Professor Yoshihisa Yamamoto: Coherent Computing by OPO Phase Transition
NASA Ames is an agency leader in high-performance computing. The laboratory at the NASA Advanced Supercomputing (NAS) facility houses a 512-qubit D-Wave Two quantum computer which may someday dramatically improve the agency¹s ability to solve difficult optimization problems for missions in aeronautics, Earth and space sciences, and space exploration. In this talk, combinatorial optimization problems were discussed in light of this pursuit.
Abstract:
Combinatorial optimization problems are ubiquitous in our modern life. Most of those problems belong to NP-hard or NP-complete class, for which no efficient classical or quantum algorithm has been discovered so far. A three-dimensional Ising model, which is a mathematical abstraction of spin glasses, is a classic example of NP-hard problems.

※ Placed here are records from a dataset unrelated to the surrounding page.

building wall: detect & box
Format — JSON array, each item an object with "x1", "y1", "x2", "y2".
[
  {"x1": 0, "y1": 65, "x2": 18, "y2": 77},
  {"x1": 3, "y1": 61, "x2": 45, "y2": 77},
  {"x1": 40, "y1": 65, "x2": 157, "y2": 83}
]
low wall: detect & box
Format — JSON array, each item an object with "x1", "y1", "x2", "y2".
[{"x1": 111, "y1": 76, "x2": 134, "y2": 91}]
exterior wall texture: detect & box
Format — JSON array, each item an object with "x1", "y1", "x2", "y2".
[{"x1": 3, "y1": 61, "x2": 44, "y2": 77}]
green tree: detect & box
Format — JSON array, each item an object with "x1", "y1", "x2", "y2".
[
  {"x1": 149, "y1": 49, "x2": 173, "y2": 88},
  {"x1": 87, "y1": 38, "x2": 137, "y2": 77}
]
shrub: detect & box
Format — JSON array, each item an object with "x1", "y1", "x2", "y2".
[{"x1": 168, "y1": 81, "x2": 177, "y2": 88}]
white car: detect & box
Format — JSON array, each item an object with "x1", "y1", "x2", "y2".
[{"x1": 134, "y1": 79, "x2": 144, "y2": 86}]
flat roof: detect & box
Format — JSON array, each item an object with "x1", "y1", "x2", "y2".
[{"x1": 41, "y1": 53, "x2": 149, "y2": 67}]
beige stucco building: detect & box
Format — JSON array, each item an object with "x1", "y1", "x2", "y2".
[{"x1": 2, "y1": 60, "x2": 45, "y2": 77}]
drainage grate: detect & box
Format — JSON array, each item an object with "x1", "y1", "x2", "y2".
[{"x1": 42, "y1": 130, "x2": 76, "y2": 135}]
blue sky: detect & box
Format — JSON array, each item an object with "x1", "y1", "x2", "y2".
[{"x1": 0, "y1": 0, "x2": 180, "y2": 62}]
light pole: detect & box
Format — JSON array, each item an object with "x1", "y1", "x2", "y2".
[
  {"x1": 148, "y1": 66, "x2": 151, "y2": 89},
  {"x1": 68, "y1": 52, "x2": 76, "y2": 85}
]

In this talk, a degenerate optical parametric oscillator (OPO) network is proposed as a coherent Ising machine. We experimentally demonstrate the machine can find the ground state of the M=4 MAX-CUT-3 (Ising) problem. The underlying mechanism of the OPO network originates from the bistable phase transition of each OPO and the preference of the OPO network in selecting the particular phase configuration with the minimum network loss. Various optical techniques will be discussed toward scalable systems, such as a fiber based ring cavity, time-division-multiplexed OPO pulses, and quantum feedback control. The future prospect of coherent computing will be discussed.
Biography:
Born in Japan in 1950, Professor Yoshihisa Yamamoto got his Ph.D. degree from the University of Tokyo in 1978. In 1978 he joined the Basic Research Laboratory of Nippon Telegraph and Telephone Corporation (NTT-BRL), where he initiated the exploratory research on coherent optical communications and semiconductor optical amplifiers. In 1982-1983, he was a visiting scientist with the late Professor Hermann A. Haus at M.I.T. After he came back to NTT in 1983, he became the YAMAMOTO research group leader at NTT-BRL and started the research on fundamental quantum optics and quantum information science. He demonstrated the squeezed states of light directly from pump-noise-suppressed semiconductor lasers and the controlled spontaneous emission in semiconductor microcavities in mid 1980s for the first time. In 1992 he was appointed as a Professor of Applied Physics and Electrical Engineering at Stanford University, where he has worked on dynamical condensation of exciton-polaritons, single photon generation and spin-based quantum information processing.